Additionally, control microcosms were set up to ensure that differences in mass loss between CO2 treatments were due to invertebrate activity alone. For each experiment, ten microcosms were set up for each habitat type × tree species combination. Controls for the choice test each contained one disc of each CO2 treatment; half of the no-choice control microcosms contained one ambient-CO2 disc and the other half contained one elevated-CO2 disc. Leaf discs were air-dried and weighed (±0.1 mg) after 14 days and their total mass loss calculated.

Data Analysis

Statistical analyses were performed separately for alder and birch litter using R version 3.0.1 [31]. Data available from http://dx.doi.org/10.6084/m9.figshare.791634. were checked for normality and homogeneity of variance following Crawley [32]; response variables were transformed using Box-Cox power transformations when assumptions were not met (car package [33]). Significance was set at α = 0.05 for all analyses.
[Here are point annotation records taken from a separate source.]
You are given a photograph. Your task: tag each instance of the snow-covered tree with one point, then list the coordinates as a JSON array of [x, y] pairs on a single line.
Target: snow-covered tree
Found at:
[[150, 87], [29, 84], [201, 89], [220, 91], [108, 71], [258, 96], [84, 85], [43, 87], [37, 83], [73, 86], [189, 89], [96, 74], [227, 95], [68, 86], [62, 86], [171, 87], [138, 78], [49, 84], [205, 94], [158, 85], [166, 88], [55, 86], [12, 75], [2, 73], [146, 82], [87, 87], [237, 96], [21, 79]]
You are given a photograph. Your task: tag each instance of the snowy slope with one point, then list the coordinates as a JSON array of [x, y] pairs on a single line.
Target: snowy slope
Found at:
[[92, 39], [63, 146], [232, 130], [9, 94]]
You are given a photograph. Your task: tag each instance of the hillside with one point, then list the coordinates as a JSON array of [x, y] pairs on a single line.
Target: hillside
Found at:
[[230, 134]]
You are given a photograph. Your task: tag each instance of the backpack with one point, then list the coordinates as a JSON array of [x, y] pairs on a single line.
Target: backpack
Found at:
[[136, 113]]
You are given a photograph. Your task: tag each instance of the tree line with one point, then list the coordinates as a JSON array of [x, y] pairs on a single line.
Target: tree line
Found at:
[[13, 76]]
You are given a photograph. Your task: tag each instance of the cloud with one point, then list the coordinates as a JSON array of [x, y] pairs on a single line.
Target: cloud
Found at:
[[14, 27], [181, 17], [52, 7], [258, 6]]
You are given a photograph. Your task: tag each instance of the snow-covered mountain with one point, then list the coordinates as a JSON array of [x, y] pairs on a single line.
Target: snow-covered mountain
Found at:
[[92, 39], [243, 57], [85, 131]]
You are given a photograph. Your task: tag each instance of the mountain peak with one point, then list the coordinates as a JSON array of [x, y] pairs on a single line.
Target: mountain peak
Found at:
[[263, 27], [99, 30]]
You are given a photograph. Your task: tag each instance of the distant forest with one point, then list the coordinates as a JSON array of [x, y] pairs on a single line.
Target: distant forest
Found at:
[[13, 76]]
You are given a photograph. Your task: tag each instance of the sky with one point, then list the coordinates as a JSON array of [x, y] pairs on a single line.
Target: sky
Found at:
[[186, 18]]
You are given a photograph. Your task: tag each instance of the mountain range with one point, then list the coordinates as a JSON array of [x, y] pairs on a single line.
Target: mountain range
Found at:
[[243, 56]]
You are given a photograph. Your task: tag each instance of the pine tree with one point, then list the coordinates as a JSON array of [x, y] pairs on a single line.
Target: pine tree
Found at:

Two-way analysis of variance (ANOVA) was used to test the main and interactive effects of CO2 treatment and microcosm type on each chemical variable (carbon, nitrogen, phosphorus and lignin concentrations, and C/N ratio). Planned contrasts (lsmeans package [34]) were used to compare the effects of CO2 treatments for each conditioning treatment.

The main and interactive effects of CO2 treatment and microcosm type were tested on the mass loss of control discs. Linear mixed-effects models were used to analyse choice control data (nlme package [35]), where non-independence of discs sharing the same microcosm was accounted for by including microcosm ID as a random term. The same fixed terms were used to analyse control data from the no-choice test using two-way ANOVA.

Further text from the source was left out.